Aux termes de l'article L.412-6 du code des procédures civiles d'exécution il doit être sursis à toute mesure d'expulsion non exécutée à la date du 1er novembre de chaque année jusqu'au 31 mars de l'année suivante, à moins que le relogement des intéressés soit assuré dans des conditions suffisantes respectant l'unité et les besoins de la famille. Les dispositions du présent article ne sont toutefois pas applicables lorsque les personnes dont l'expulsion a été ordonnée sont entrés dans les locaux par voie de fait ou lorsque ceux-ci sont situés dans un immeuble ayant fait l'objet d'un arrêté de péril.

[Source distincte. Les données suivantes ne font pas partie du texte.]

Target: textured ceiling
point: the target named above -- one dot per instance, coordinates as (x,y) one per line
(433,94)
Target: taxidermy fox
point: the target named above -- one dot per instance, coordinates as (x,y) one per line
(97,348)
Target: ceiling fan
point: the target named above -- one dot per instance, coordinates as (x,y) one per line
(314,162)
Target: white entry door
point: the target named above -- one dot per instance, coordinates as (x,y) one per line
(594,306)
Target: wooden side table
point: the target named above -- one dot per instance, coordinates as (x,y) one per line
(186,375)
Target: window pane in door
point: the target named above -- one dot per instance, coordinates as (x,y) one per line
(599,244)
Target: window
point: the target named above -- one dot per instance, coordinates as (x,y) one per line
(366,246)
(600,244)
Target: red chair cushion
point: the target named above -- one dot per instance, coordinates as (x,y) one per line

En l'espèce, dans la mesure où les défendeurs ont intégré les lieux par voie de fait, c'est-à-dire sans autorisation légale, réglementaire ou conventionnelle, il convient de constater que les délais prévus aux articles L412-1, L412-3 et L412-6 n'ont pas lieu de s'appliquer au présent litige.
Enfin, comme sollicité par la société demanderesse, il convient d'ordonner l'expulsion des défendeurs à compter du 3 novembre 2024.
Sur les frais et dépens
Conformément aux dispositions de l'article 696 du code de procédure civile, la partie perdante est condamnée aux dépens, à moins que le juge, par décision motivée, n'en mette la totalité ou une fraction à la charge d'une autre partie.
Monsieur [E] [F], Monsieur [P] [F] et Monsieur [O] [F], parties succombantes, seront condamnés in solidum aux dépens.
Néanmoins, des considérations d'équité conduisent à ne pas faire application de l'article 700 du code de procédure civile.
PAR CES MOTIFS
Le juge des référés, statuant par mise à disposition au greffe, par ordonnance réputée contradictoire et en premier ressort :
ORDONNE l'expulsion de Monsieur [E] [F], Monsieur [P] [F] et Monsieur [O] [F] ainsi que tous occupants de leur chef avec leurs biens mobiliers incluant l'ensemble des véhicules, camions et résidences mobiles du terrain cadastré section [Cadastre 3] située [Adresse 2] à compter du 3 novembre 2024 ;
ORDONNE leur expulsion, à défaut de libération volontaire des lieux le 3 novembre 2024, avec si nécessaire le concours éventuel de la force publique ;
DIT n'y avoir lieu à référé sur le prononcé d'une astreinte ;
DIT que les délais prévus aux articles L.412-1 et L.412-6 du code des procédures civiles d'exécution sont inapplicables au présent litige ;
DIT que, en cas de refus de recevoir la signification de l'ordonnance à intervenir, de commissaire de Justice sera autorisé à afficher celle-ci sur les lieux du campement illicite et l'affichage vaudra signification ;
DIT que le sort des biens mobiliers trouvés dans les lieux sera régi par les dispositions prévues aux articles L.433-1 et L.433-2 du code des procédures civiles d'exécution ;
CONDAMNE in solidum Monsieur [E] [F], Monsieur [P] [F] et Monsieur [O] [F] aux dépens ;
REJETTE les demandes en application de l'article 700 du code de procédure civile ;
REJETTE le surplus des demandes ;
RAPPELLE que la présente décision est assortie de l'exécution provisoire de droit.
Ainsi fait et prononcé par mise à disposition au greffe, le 29 octobre 2024, et nous avons signé avec le greffier.